Origines du sangiovese

Revenons à la science des cépages. "Nous avons découvert que les cépages sauvages les plus étroitement apparentés aux cépages domestiques régionaux actuels se trouvent dans le sud de l'Anatolie, entre le Tigre et l'Euphrate, au nord de ce qui fut la Mésopotamie. Nous en avons conclu que c'est ici qu'a eu lieu la domestication, soit la culture des plus anciens pieds de vignes. Et c'est également ici que les premières céréales ont été cultivées, il y a 10.000 - 12.000 ans. Nous datons les toutes premières vignes cultivées entre 8.000 et 10.000 ans soit un peu plus tard." Cette observation correspond aux conclusions de l'archéologue McGovern, qui a retrouvé des traces de potentiels résidus de vin datant de cette période. De là, la viticulture a été propagée par les Phéniciens via l'Égypte, la Grèce et les Romains en Italie.

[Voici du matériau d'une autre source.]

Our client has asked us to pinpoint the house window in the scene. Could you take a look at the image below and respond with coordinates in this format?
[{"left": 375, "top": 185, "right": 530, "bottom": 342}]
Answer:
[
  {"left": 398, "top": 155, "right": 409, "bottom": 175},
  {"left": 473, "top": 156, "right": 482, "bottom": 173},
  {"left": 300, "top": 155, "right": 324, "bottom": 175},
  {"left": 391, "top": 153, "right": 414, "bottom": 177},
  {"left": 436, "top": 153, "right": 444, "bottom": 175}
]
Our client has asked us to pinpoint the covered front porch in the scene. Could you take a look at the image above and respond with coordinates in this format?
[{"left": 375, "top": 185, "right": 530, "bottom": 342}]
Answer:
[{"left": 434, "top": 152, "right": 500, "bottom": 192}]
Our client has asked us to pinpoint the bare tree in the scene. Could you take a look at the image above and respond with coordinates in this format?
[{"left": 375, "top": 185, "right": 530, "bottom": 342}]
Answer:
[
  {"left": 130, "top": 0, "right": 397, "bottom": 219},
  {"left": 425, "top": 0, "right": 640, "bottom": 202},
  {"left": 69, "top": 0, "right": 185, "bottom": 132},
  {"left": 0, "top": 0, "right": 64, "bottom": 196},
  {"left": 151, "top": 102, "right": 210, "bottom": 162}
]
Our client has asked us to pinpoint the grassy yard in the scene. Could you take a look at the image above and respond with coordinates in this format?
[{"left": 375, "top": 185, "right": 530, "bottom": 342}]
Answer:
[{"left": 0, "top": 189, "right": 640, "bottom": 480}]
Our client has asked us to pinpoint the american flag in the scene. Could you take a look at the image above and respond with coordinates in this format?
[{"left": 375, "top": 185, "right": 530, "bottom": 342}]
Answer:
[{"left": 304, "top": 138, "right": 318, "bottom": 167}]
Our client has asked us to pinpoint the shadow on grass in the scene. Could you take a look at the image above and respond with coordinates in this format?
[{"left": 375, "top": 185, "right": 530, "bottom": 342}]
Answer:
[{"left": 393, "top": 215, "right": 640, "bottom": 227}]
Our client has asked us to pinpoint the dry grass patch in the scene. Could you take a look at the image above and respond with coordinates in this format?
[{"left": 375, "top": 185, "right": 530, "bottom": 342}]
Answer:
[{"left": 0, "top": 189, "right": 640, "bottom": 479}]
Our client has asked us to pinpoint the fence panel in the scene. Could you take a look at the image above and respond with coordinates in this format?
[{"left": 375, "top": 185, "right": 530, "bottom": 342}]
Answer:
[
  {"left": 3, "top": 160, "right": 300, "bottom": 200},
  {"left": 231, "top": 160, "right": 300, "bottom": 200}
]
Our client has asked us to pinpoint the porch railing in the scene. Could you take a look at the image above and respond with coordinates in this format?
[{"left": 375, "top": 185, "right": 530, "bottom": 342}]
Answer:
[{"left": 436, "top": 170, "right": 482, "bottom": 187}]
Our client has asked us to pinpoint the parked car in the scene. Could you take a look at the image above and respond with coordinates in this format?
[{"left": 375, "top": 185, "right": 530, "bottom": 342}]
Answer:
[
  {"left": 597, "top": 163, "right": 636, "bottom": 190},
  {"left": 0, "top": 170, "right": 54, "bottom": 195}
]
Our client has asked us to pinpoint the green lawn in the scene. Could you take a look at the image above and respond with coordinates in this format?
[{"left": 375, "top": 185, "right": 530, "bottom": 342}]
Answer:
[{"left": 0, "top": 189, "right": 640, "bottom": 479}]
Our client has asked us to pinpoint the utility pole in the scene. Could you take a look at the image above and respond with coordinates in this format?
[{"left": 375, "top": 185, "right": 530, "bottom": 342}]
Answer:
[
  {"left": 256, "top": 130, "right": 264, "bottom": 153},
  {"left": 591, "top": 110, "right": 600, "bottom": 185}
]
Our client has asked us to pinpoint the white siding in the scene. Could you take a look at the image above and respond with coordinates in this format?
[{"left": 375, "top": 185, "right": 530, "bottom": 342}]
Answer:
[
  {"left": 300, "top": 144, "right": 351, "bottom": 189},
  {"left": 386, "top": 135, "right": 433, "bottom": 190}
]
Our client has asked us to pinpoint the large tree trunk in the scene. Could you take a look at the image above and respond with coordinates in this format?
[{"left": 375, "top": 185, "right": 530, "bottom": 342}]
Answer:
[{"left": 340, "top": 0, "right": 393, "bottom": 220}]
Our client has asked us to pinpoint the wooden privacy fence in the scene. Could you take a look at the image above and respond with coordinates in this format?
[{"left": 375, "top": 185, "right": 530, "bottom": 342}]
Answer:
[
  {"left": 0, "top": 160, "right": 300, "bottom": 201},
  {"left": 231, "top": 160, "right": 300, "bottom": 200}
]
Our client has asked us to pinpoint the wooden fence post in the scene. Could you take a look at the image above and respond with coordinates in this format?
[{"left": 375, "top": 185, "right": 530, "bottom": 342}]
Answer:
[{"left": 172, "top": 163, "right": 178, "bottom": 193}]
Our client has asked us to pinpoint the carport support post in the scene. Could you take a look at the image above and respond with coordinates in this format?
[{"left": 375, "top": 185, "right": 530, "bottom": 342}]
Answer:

Il n'est pas rare que l'histoire d'un cépage prenne une tournure inattendue. Alors qu'il faisait des recherches en Italie, José Vouillamoz s'est lancé sur les traces des ancêtres du sangiovese. "J'ai eu la chance de pouvoir trouver les parents de ce cépage, mais quelle affaire! L'un d'eux est le 'ciliegiolo', ou 'petit cerisier', un vieux cépage toscan. Certains vignerons en ont encore quelques parcelles. L'autre parent du sangiovese restait inconnu. Les Toscans avaient annoncé que ce cépage était déjà cultivé par les Étrusques, ce qui en faisait un cépage purement toscan. Par contre, je n'en avais pas la moindre preuve scientifique. Et alors, surprise! Un de mes doctorants qui travaillait sur des cépages en Campanie a trouvé, dans un vignoble près de Naples, des vignes inconnues au point que ce cépage n'avait même pas de nom. Quand j'ai introduit ses analyses dans ma base de données, j'ai enfin découvert qui était le second parent du sangiovese: c'était ce cépage-là. Et il n'était pas toscan! C'était une telle découverte que je n'ai pas osé la publier directement: je devais d'abord trouver des informations plus complètes." Officiellement, ce cépage inconnu n'avait pas de nom, mais les vignerons locaux parlaient de 'calabrese monte nuovo' soit, 'calabrese', parce que le propriétaire de la terre, la famille Stringhari, était originaire de Calabre, et 'monte nuovo', car il s'agissait d'une nouvelle montagne née suite à une éruption volcanique en 1534.

Old is in

La très grande majorité des cépages se trouvent en Italie. "Jusqu'il y a quelques décennies, ils n'étaient pas estimés à leur juste valeur. Un vigneron vous montrait avec fierté ses sublimes merlots ou ses magnifiques cabernets, mais il était gêné d'avoir encore, dans un coin de son vignoble, quelques cépages locaux appréciés par son grand-père. Aujourd'hui, c'est radicalement différent et la qualité autochtone de nombreux cépages est devenue un atout", explique Vouillamoz. "Je dois ajouter que la France a été le dernier pays à apprécier la richesse de ses cépages, sur le plan scientifique également. Là-bas, même lors de foires viticoles, on présente et on déguste de plus en plus de vins issus de cépages anciens."

José Vouillamoz est à l'origine de la fondation du groupe Vin Mosaic, qui promeut la diversité du vin. "J'ai une question pour vous. On appelle ceux qui mangent des produits locaux des 'locavores'. Mais je n'ai pas encore trouvé de terme pour désigner ceux qui boivent des vins locaux. Vous avez une idée?"

 

'Wine Grapes, a complete guide to 1.368 vine varieties, including their origins and flavours', aux éditions Allen Lane (Penguin).